This is it: everything you need to know about the locally-driven community solar model that’s bringing clean energy to millions of Americans for the first time.

After over 100 years of fossil fuel emissions from distant power plants, Americans are taking control of their energy. They want it to be more local, more affordable, more resistant to outages, and more sustainable for the next generation. In a word, they want a say in the present and future of their community. So they’re turning to community solar.

If you’re not a community solar expert right now, no worries. This guide will outline what it is, how it works, and how every American—that’s right, everyone—stands to benefit.

If you’re already familiar with community solar, consider this guide a central resource for best practices and answers to the most common questions. And if you have additions or suggestions, please let us know in the comments!

Either way, I make two promises to you:

  1. First, this guide will be thorough; no skipping important subjects.
  2. Second, unlike a lot of the stuff you read about energy, this guide will be simple and readable.
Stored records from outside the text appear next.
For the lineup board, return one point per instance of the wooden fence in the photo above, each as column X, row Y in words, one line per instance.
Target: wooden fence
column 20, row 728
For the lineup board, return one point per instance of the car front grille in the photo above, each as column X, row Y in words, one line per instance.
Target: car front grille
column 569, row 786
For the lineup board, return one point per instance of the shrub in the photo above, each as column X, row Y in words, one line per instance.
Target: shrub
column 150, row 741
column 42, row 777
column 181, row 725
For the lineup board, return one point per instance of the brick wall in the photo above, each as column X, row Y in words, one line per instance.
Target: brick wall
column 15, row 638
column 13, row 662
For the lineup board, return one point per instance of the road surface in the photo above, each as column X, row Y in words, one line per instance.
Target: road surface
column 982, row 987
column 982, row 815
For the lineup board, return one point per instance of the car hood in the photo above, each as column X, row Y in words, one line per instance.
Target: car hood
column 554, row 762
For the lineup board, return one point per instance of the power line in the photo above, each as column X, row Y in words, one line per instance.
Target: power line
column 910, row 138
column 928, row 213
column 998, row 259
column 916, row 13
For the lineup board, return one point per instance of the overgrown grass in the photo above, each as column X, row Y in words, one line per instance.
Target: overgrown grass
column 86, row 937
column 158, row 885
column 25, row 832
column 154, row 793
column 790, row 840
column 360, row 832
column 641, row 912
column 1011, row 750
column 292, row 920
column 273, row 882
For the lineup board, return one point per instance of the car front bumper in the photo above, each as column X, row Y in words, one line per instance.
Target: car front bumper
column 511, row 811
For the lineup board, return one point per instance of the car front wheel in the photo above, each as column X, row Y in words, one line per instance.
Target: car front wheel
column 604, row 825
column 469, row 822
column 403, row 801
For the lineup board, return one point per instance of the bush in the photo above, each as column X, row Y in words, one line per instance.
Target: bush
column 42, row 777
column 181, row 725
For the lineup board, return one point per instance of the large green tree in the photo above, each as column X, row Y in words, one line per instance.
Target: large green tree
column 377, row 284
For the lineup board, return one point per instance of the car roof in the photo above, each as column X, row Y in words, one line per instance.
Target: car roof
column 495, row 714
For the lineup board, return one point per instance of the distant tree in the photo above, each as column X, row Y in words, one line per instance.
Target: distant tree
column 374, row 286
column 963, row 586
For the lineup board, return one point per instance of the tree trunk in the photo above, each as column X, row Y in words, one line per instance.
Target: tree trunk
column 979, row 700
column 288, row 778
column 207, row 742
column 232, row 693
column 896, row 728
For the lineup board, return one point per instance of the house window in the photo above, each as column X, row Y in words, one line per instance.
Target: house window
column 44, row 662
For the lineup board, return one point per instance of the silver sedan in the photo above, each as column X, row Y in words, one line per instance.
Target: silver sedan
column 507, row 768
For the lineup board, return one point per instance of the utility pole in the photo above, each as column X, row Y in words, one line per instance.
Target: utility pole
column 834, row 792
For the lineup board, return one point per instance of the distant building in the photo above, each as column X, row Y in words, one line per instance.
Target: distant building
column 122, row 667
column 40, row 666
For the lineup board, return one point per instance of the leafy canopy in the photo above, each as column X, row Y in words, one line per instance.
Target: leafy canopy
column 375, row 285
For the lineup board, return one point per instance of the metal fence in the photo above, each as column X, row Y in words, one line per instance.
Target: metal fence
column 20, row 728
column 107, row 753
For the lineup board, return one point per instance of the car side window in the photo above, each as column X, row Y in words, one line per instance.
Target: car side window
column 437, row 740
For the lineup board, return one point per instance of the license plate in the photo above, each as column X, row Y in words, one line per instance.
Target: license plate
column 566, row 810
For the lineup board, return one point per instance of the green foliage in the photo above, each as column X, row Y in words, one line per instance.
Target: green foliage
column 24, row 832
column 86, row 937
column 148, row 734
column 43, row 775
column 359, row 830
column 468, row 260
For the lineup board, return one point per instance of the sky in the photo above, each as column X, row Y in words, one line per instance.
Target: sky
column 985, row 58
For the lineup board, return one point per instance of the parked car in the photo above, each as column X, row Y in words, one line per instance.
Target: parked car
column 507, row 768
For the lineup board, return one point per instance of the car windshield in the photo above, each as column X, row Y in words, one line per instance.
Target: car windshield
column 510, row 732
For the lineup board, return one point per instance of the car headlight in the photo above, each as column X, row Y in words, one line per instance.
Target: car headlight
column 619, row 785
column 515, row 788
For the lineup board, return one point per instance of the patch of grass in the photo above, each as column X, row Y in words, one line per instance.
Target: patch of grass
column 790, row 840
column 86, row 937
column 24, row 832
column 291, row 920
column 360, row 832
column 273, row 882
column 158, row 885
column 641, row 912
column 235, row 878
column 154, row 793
Power doesn’t need to be full of jargon. Nobody likes jargon.

In 15 minutes, you’ll understand how you and your neighbors can grab the reins on your energy future.   
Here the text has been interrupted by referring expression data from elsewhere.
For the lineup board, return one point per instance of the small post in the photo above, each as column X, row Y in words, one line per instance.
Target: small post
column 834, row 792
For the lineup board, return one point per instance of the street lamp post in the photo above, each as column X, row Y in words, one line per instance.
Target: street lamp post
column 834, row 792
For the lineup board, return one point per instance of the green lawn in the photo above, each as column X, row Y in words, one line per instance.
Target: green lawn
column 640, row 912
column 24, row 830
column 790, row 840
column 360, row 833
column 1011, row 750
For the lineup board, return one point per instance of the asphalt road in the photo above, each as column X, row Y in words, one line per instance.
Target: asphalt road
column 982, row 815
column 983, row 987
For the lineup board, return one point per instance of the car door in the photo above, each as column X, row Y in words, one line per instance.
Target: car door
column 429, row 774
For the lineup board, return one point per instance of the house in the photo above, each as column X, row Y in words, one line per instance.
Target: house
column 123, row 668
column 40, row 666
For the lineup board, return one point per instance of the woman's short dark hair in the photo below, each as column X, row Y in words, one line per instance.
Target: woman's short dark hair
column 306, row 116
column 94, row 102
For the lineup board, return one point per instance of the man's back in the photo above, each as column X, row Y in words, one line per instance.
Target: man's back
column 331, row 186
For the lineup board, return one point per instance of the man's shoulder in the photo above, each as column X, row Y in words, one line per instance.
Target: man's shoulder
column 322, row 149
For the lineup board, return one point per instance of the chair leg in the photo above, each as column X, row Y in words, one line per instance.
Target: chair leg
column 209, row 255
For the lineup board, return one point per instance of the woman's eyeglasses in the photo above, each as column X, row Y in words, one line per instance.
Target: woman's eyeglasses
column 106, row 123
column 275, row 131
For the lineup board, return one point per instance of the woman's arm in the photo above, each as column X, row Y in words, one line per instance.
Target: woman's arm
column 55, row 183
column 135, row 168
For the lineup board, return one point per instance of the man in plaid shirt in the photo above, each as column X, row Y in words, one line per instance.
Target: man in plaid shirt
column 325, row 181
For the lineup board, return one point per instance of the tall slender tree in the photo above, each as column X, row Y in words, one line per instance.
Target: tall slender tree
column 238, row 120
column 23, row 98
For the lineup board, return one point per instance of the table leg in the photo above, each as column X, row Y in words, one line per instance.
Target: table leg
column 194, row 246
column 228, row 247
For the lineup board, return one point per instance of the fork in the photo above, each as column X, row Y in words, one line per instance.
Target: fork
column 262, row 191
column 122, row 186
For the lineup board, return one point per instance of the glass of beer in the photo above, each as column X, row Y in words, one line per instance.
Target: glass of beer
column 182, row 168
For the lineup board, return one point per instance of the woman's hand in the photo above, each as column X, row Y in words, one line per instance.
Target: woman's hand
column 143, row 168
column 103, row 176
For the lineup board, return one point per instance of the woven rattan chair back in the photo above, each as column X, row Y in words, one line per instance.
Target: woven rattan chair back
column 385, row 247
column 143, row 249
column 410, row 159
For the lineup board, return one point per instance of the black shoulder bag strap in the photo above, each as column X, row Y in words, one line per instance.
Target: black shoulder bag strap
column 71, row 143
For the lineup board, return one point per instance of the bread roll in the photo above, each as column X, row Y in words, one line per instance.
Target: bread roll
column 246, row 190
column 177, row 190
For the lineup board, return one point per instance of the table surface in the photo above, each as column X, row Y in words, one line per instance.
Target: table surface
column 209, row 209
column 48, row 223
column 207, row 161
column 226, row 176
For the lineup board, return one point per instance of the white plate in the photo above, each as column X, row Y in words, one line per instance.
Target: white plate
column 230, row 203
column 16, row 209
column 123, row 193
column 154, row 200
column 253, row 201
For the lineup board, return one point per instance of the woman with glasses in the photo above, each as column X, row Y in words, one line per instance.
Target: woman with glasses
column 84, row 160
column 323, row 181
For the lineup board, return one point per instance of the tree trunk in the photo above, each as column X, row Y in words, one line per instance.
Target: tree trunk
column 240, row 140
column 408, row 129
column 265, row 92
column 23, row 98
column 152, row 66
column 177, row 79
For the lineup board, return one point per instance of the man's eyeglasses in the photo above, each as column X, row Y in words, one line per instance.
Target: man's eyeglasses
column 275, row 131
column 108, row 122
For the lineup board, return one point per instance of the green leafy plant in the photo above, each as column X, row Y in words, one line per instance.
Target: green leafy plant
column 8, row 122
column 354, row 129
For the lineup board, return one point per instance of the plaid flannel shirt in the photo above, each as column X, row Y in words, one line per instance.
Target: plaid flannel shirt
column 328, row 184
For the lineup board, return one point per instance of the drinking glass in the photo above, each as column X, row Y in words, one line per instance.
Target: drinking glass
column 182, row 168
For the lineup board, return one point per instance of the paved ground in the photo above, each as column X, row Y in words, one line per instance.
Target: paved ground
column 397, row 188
Here’s what you’ll learn in this guide to community solar (feel free to hop around to whatever captures your attention):

Table of Contents

Why Community Solar?

Issue #1: Shifting temperatures and brutal storms are changing people’s lives right now. Daily evidence of a changing climate is piling up, and the masses are finally starting to take action. 2019 surveys show that more Americans are worried about climate change (and want to fix it) than ever before.

That’s where renewables come in. Emissions-free energy eliminates the nasty chemicals and greenhouse gases that change our climate and make us sick. Clean energy is the key to a sustainable planet for our kids, our kids’ kids, and those of us that aren’t ready to think about kids but still plan to live long, happy lives.

But as much as we like to gather around and sing our praises to clean energy, there’s another problem.

Issue #2: Most people can’t get clean energy. Not because it doesn’t work well enough (it does) or you can’t store it (you can) or it isn’t hip or mainstream enough (it’s actually quite trendy), but because payments for most clean energy sources haven’t become appealing to most people.

Even though solar and wind costs have fallen dramatically (below those of existing coal plants, by the way), fewer than one quarter of Americans can actually put solar on their roof. A pretty small group of lucky unicorns can claim they meet all the criteria. What ends up happening, then, is that rooftop solar thrives in certain communities, but thoroughly fails to enter others.

And while wind turbines and hydroelectric plants are making a huge difference nationally and globally, they’re not everyday solutions for individuals or communities that want to enact change. Not at this moment, anyway.

We end up with millions of Americans who want more clean energy but feel like that’s a distant technology meant for big businesses and rich folks with the time and capital to worry about and finance such things.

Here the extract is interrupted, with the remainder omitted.